Saturday, September 6, 2008

Look Monkey, Look!

So, while we are temporarily hypnotized by Governor Gidget, Mountain Woman, the Huffington Post asserts in this article that the Fed will be taking over Freddie Mac and Fannie Mae, as soon as this weekend.

Why should you look up from CSPAN long enough to pay attention to this? Well, here is another $5.5 TRILLION for your consumption. But wait, aren't FM and FM private corporations? Doesn't the Republican ideology, if we can call our parties ideological, shirk the government regulatory bodies in favor of free-market, balls-out money grubbing? Well, yes. The GOP opposes "big government" and the presence of regulatory bodies in the economic system. It is the party of Big Business, as well as the small business owners, who make up 80% of the business out there. So why, then, is the Fed bailing out private companies?

Because if they don't, we're finished. Greater Depression, anyone?

Freddie and Fannie, silly names aside, are liable for $5.5 trillion in mortgages. The way the subprime crisis works is that the mortgage lenders sold very risky loans to people who, on the whole, could not afford them. These loans were then bundled into CDO's (collateralized debt obligations) which were shadily rated A+ and then sold in parcels to pretty much every major bank anywhere. Banks who hold mortgages use those as assets against which they can borrow. As people began to default on, or not pay, their mortgages, the CDO's had nothing to back them, resulting in the banking failures we're been scratching our heads over since the beginning of the year.

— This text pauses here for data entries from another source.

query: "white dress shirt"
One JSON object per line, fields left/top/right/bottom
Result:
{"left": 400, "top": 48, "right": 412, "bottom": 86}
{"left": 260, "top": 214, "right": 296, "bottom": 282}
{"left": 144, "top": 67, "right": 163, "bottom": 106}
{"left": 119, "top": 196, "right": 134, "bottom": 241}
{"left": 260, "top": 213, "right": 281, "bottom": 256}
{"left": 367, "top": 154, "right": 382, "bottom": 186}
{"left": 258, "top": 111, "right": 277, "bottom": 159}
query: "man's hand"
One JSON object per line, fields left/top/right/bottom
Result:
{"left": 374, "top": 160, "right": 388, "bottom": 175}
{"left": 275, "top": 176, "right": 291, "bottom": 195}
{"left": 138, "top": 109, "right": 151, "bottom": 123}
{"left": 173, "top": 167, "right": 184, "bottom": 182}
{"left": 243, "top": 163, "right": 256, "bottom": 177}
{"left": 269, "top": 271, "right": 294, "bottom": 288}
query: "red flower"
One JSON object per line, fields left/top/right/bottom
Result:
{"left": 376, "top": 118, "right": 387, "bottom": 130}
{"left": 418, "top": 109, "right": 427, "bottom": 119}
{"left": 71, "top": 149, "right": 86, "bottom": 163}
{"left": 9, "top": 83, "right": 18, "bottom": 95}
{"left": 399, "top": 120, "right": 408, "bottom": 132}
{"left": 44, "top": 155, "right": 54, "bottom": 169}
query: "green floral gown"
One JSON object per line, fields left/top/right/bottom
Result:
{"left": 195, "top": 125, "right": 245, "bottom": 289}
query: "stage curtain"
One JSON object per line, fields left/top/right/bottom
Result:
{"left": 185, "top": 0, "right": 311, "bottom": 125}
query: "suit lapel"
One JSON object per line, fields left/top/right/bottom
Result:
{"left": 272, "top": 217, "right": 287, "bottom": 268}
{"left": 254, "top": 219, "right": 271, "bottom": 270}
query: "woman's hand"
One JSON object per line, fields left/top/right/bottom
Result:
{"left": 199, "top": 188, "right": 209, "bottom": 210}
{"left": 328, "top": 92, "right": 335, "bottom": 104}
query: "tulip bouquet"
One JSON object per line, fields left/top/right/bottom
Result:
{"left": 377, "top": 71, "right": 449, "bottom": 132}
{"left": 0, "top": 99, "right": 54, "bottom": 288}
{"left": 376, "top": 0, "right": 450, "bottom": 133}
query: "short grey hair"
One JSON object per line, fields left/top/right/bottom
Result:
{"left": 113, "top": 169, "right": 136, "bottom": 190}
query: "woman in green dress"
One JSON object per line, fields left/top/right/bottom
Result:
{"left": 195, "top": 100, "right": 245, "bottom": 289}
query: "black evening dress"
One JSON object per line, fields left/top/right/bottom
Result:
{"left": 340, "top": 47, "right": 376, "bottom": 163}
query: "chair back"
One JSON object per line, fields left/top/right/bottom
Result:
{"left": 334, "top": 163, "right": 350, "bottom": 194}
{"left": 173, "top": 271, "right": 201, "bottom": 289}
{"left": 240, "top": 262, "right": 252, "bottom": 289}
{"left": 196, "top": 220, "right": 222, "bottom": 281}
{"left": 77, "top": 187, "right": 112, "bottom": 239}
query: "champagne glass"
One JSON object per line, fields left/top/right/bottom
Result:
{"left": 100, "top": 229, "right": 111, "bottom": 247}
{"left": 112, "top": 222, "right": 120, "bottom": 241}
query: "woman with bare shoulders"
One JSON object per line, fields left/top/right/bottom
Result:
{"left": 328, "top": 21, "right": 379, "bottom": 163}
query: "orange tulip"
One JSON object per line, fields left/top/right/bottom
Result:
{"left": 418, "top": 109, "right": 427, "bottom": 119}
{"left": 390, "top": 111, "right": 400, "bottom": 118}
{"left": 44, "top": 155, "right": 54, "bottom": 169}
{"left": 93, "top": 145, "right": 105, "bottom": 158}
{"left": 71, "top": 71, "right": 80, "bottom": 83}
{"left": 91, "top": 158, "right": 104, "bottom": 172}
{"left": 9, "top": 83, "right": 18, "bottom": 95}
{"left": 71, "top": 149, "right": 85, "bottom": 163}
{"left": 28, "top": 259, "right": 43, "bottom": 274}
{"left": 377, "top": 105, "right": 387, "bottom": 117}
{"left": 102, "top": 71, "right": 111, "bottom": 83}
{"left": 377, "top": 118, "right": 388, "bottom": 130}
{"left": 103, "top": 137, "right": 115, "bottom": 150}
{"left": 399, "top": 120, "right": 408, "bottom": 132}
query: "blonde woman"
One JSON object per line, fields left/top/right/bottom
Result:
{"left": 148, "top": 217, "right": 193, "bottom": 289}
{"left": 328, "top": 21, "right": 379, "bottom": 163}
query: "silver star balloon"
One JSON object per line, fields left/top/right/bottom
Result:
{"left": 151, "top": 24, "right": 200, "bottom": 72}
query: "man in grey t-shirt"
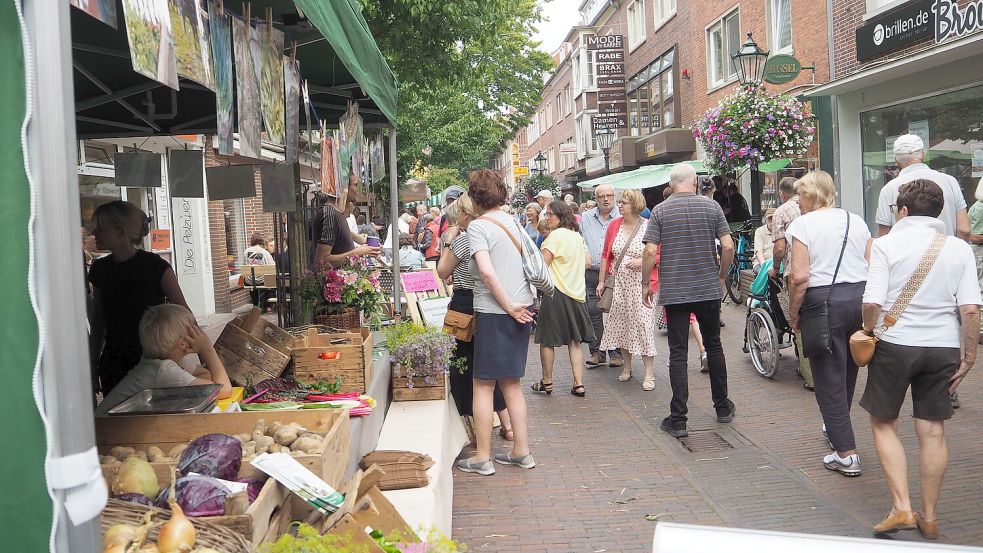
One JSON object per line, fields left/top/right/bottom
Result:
{"left": 468, "top": 210, "right": 535, "bottom": 314}
{"left": 642, "top": 164, "right": 736, "bottom": 437}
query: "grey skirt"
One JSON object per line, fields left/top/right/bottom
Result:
{"left": 535, "top": 291, "right": 596, "bottom": 347}
{"left": 473, "top": 312, "right": 531, "bottom": 380}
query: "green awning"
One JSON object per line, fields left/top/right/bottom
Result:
{"left": 579, "top": 161, "right": 708, "bottom": 190}
{"left": 758, "top": 158, "right": 791, "bottom": 172}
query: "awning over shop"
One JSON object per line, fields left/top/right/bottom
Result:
{"left": 72, "top": 0, "right": 396, "bottom": 138}
{"left": 578, "top": 161, "right": 707, "bottom": 190}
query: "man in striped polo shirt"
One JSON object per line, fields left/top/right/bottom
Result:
{"left": 642, "top": 164, "right": 736, "bottom": 437}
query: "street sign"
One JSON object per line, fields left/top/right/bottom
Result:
{"left": 599, "top": 102, "right": 628, "bottom": 115}
{"left": 513, "top": 166, "right": 529, "bottom": 176}
{"left": 763, "top": 54, "right": 802, "bottom": 84}
{"left": 598, "top": 90, "right": 626, "bottom": 101}
{"left": 586, "top": 34, "right": 624, "bottom": 50}
{"left": 596, "top": 50, "right": 625, "bottom": 62}
{"left": 596, "top": 62, "right": 625, "bottom": 76}
{"left": 559, "top": 143, "right": 578, "bottom": 154}
{"left": 592, "top": 115, "right": 627, "bottom": 130}
{"left": 597, "top": 76, "right": 626, "bottom": 88}
{"left": 511, "top": 143, "right": 519, "bottom": 152}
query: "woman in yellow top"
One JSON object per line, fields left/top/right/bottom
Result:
{"left": 532, "top": 200, "right": 595, "bottom": 397}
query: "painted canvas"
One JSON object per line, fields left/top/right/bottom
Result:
{"left": 207, "top": 0, "right": 233, "bottom": 155}
{"left": 283, "top": 57, "right": 301, "bottom": 164}
{"left": 370, "top": 131, "right": 385, "bottom": 184}
{"left": 333, "top": 129, "right": 348, "bottom": 210}
{"left": 167, "top": 0, "right": 213, "bottom": 89}
{"left": 252, "top": 24, "right": 286, "bottom": 145}
{"left": 232, "top": 16, "right": 261, "bottom": 159}
{"left": 120, "top": 0, "right": 178, "bottom": 89}
{"left": 338, "top": 105, "right": 363, "bottom": 181}
{"left": 319, "top": 130, "right": 336, "bottom": 199}
{"left": 71, "top": 0, "right": 118, "bottom": 28}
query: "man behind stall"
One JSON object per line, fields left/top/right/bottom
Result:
{"left": 95, "top": 304, "right": 233, "bottom": 415}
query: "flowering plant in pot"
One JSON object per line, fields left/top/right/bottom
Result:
{"left": 384, "top": 322, "right": 455, "bottom": 388}
{"left": 298, "top": 256, "right": 386, "bottom": 327}
{"left": 693, "top": 85, "right": 815, "bottom": 176}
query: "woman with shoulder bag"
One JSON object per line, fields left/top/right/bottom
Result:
{"left": 596, "top": 190, "right": 658, "bottom": 390}
{"left": 437, "top": 194, "right": 513, "bottom": 441}
{"left": 786, "top": 171, "right": 872, "bottom": 477}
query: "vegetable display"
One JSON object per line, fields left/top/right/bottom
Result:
{"left": 156, "top": 475, "right": 231, "bottom": 517}
{"left": 178, "top": 434, "right": 242, "bottom": 481}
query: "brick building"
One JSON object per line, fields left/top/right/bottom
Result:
{"left": 810, "top": 0, "right": 983, "bottom": 231}
{"left": 519, "top": 0, "right": 833, "bottom": 208}
{"left": 525, "top": 41, "right": 579, "bottom": 193}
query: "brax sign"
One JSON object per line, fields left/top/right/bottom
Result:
{"left": 856, "top": 0, "right": 983, "bottom": 60}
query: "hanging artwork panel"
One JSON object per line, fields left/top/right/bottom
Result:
{"left": 167, "top": 0, "right": 213, "bottom": 89}
{"left": 115, "top": 152, "right": 162, "bottom": 188}
{"left": 332, "top": 129, "right": 345, "bottom": 209}
{"left": 168, "top": 149, "right": 204, "bottom": 198}
{"left": 207, "top": 0, "right": 233, "bottom": 155}
{"left": 371, "top": 131, "right": 386, "bottom": 184}
{"left": 232, "top": 16, "right": 261, "bottom": 159}
{"left": 261, "top": 164, "right": 296, "bottom": 213}
{"left": 319, "top": 128, "right": 336, "bottom": 199}
{"left": 71, "top": 0, "right": 118, "bottom": 28}
{"left": 120, "top": 0, "right": 178, "bottom": 89}
{"left": 206, "top": 164, "right": 256, "bottom": 200}
{"left": 337, "top": 104, "right": 363, "bottom": 179}
{"left": 283, "top": 57, "right": 301, "bottom": 164}
{"left": 252, "top": 24, "right": 286, "bottom": 145}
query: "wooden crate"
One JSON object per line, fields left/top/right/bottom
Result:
{"left": 292, "top": 328, "right": 373, "bottom": 393}
{"left": 100, "top": 469, "right": 287, "bottom": 545}
{"left": 95, "top": 409, "right": 350, "bottom": 489}
{"left": 391, "top": 372, "right": 446, "bottom": 402}
{"left": 215, "top": 308, "right": 294, "bottom": 386}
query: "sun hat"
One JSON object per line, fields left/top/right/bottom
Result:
{"left": 893, "top": 134, "right": 924, "bottom": 155}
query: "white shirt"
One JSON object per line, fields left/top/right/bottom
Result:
{"left": 786, "top": 208, "right": 871, "bottom": 288}
{"left": 875, "top": 164, "right": 967, "bottom": 236}
{"left": 96, "top": 357, "right": 199, "bottom": 415}
{"left": 347, "top": 214, "right": 359, "bottom": 235}
{"left": 382, "top": 219, "right": 410, "bottom": 251}
{"left": 864, "top": 217, "right": 982, "bottom": 348}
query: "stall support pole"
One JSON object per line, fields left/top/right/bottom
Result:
{"left": 24, "top": 0, "right": 102, "bottom": 549}
{"left": 388, "top": 128, "right": 401, "bottom": 317}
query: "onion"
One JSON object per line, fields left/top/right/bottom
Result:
{"left": 102, "top": 524, "right": 136, "bottom": 547}
{"left": 112, "top": 458, "right": 159, "bottom": 499}
{"left": 157, "top": 501, "right": 196, "bottom": 553}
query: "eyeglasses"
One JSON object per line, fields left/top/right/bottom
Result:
{"left": 595, "top": 194, "right": 615, "bottom": 199}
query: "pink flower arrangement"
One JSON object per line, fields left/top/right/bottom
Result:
{"left": 299, "top": 257, "right": 387, "bottom": 324}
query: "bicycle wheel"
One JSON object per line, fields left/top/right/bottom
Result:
{"left": 746, "top": 307, "right": 780, "bottom": 378}
{"left": 726, "top": 268, "right": 745, "bottom": 304}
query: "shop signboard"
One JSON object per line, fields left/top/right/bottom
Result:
{"left": 596, "top": 50, "right": 625, "bottom": 62}
{"left": 763, "top": 54, "right": 802, "bottom": 85}
{"left": 511, "top": 143, "right": 519, "bottom": 153}
{"left": 599, "top": 90, "right": 626, "bottom": 102}
{"left": 599, "top": 102, "right": 628, "bottom": 115}
{"left": 514, "top": 166, "right": 529, "bottom": 176}
{"left": 597, "top": 62, "right": 625, "bottom": 76}
{"left": 559, "top": 143, "right": 578, "bottom": 154}
{"left": 592, "top": 114, "right": 627, "bottom": 130}
{"left": 856, "top": 0, "right": 983, "bottom": 60}
{"left": 586, "top": 34, "right": 624, "bottom": 50}
{"left": 597, "top": 76, "right": 626, "bottom": 88}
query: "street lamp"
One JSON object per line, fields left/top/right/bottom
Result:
{"left": 596, "top": 128, "right": 615, "bottom": 170}
{"left": 731, "top": 32, "right": 770, "bottom": 224}
{"left": 731, "top": 32, "right": 769, "bottom": 88}
{"left": 533, "top": 152, "right": 547, "bottom": 175}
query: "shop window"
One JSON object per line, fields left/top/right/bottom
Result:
{"left": 556, "top": 93, "right": 563, "bottom": 121}
{"left": 707, "top": 9, "right": 740, "bottom": 88}
{"left": 627, "top": 47, "right": 677, "bottom": 136}
{"left": 860, "top": 84, "right": 983, "bottom": 233}
{"left": 655, "top": 0, "right": 676, "bottom": 25}
{"left": 768, "top": 0, "right": 793, "bottom": 54}
{"left": 546, "top": 102, "right": 553, "bottom": 129}
{"left": 223, "top": 199, "right": 247, "bottom": 274}
{"left": 628, "top": 0, "right": 646, "bottom": 50}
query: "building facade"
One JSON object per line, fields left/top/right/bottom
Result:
{"left": 813, "top": 0, "right": 983, "bottom": 231}
{"left": 525, "top": 42, "right": 579, "bottom": 192}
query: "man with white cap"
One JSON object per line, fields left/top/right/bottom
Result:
{"left": 876, "top": 134, "right": 969, "bottom": 241}
{"left": 535, "top": 189, "right": 554, "bottom": 209}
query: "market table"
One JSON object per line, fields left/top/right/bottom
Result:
{"left": 374, "top": 385, "right": 468, "bottom": 537}
{"left": 345, "top": 343, "right": 392, "bottom": 478}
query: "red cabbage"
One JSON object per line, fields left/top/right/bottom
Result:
{"left": 177, "top": 434, "right": 242, "bottom": 480}
{"left": 157, "top": 475, "right": 229, "bottom": 517}
{"left": 236, "top": 477, "right": 265, "bottom": 503}
{"left": 113, "top": 493, "right": 153, "bottom": 506}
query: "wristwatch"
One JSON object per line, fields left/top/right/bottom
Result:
{"left": 442, "top": 242, "right": 453, "bottom": 248}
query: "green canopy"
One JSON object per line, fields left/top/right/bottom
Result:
{"left": 578, "top": 161, "right": 708, "bottom": 190}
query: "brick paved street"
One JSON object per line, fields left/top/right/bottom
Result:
{"left": 452, "top": 302, "right": 983, "bottom": 551}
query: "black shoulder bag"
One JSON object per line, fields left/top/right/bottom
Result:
{"left": 799, "top": 209, "right": 850, "bottom": 359}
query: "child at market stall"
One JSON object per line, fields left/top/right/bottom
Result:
{"left": 95, "top": 304, "right": 232, "bottom": 415}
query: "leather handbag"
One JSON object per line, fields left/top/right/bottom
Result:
{"left": 598, "top": 221, "right": 643, "bottom": 313}
{"left": 443, "top": 309, "right": 475, "bottom": 342}
{"left": 849, "top": 233, "right": 947, "bottom": 366}
{"left": 799, "top": 210, "right": 850, "bottom": 359}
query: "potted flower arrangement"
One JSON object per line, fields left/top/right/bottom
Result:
{"left": 298, "top": 256, "right": 386, "bottom": 330}
{"left": 693, "top": 85, "right": 815, "bottom": 176}
{"left": 384, "top": 322, "right": 454, "bottom": 401}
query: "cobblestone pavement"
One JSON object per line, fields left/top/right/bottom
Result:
{"left": 452, "top": 302, "right": 983, "bottom": 551}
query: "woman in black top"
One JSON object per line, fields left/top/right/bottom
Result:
{"left": 88, "top": 201, "right": 189, "bottom": 394}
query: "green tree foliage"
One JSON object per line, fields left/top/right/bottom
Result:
{"left": 425, "top": 167, "right": 466, "bottom": 194}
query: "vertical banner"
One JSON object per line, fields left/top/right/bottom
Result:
{"left": 283, "top": 57, "right": 301, "bottom": 164}
{"left": 120, "top": 0, "right": 178, "bottom": 89}
{"left": 171, "top": 196, "right": 215, "bottom": 315}
{"left": 232, "top": 16, "right": 261, "bottom": 159}
{"left": 253, "top": 24, "right": 286, "bottom": 145}
{"left": 207, "top": 0, "right": 234, "bottom": 155}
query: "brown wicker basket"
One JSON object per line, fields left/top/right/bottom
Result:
{"left": 314, "top": 308, "right": 361, "bottom": 331}
{"left": 101, "top": 499, "right": 252, "bottom": 553}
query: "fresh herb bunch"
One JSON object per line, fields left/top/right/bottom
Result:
{"left": 298, "top": 257, "right": 386, "bottom": 325}
{"left": 693, "top": 84, "right": 815, "bottom": 176}
{"left": 261, "top": 523, "right": 466, "bottom": 553}
{"left": 387, "top": 322, "right": 455, "bottom": 387}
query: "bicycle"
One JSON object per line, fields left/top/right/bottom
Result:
{"left": 724, "top": 220, "right": 755, "bottom": 304}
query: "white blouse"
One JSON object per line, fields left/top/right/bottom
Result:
{"left": 785, "top": 208, "right": 871, "bottom": 289}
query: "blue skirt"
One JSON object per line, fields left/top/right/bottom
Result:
{"left": 473, "top": 312, "right": 531, "bottom": 380}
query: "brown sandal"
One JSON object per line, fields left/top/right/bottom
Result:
{"left": 499, "top": 426, "right": 514, "bottom": 441}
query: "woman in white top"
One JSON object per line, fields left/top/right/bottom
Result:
{"left": 786, "top": 171, "right": 872, "bottom": 478}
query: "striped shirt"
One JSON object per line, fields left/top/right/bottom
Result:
{"left": 450, "top": 233, "right": 476, "bottom": 290}
{"left": 644, "top": 192, "right": 730, "bottom": 306}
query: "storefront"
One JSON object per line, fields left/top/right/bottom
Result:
{"left": 812, "top": 6, "right": 983, "bottom": 232}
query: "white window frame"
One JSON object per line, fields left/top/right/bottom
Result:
{"left": 627, "top": 0, "right": 647, "bottom": 51}
{"left": 706, "top": 8, "right": 741, "bottom": 90}
{"left": 864, "top": 0, "right": 911, "bottom": 19}
{"left": 654, "top": 0, "right": 676, "bottom": 27}
{"left": 555, "top": 93, "right": 563, "bottom": 121}
{"left": 545, "top": 102, "right": 553, "bottom": 129}
{"left": 768, "top": 0, "right": 793, "bottom": 54}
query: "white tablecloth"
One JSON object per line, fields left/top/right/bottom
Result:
{"left": 375, "top": 385, "right": 468, "bottom": 537}
{"left": 346, "top": 350, "right": 392, "bottom": 478}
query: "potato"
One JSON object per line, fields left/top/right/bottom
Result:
{"left": 109, "top": 446, "right": 135, "bottom": 461}
{"left": 242, "top": 442, "right": 256, "bottom": 457}
{"left": 255, "top": 435, "right": 275, "bottom": 453}
{"left": 101, "top": 455, "right": 121, "bottom": 466}
{"left": 291, "top": 436, "right": 322, "bottom": 455}
{"left": 273, "top": 426, "right": 299, "bottom": 447}
{"left": 168, "top": 444, "right": 188, "bottom": 459}
{"left": 267, "top": 421, "right": 284, "bottom": 436}
{"left": 253, "top": 418, "right": 267, "bottom": 435}
{"left": 146, "top": 446, "right": 165, "bottom": 463}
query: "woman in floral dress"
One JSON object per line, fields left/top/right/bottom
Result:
{"left": 597, "top": 190, "right": 658, "bottom": 391}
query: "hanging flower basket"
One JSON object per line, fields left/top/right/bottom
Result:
{"left": 693, "top": 85, "right": 815, "bottom": 176}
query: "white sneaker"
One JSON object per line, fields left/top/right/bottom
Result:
{"left": 823, "top": 452, "right": 861, "bottom": 477}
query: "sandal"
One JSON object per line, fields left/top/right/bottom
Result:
{"left": 642, "top": 377, "right": 655, "bottom": 391}
{"left": 531, "top": 380, "right": 553, "bottom": 394}
{"left": 618, "top": 368, "right": 632, "bottom": 382}
{"left": 499, "top": 426, "right": 514, "bottom": 441}
{"left": 571, "top": 385, "right": 586, "bottom": 397}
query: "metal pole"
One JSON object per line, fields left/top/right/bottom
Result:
{"left": 24, "top": 0, "right": 102, "bottom": 549}
{"left": 388, "top": 128, "right": 401, "bottom": 318}
{"left": 749, "top": 167, "right": 762, "bottom": 225}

FM and FM hold, according to Bloomberg, almost half of all mortgages in the country. Basically, if they fold, $5 trillion is flushed away, leaving the country in shambles, ruined and broke.

As I write this, an article on Bloomberg.com is announcing that Henry Paulson, Treasury Secretary and a man who looks like he could break your skull, will be placing FM and FM into "Conservatorship," and kick their CEO's to the side. Each quarter, the Fed will inject money into the companies as the losses dictate, meaning avoiding a huge taxpayer payout up front.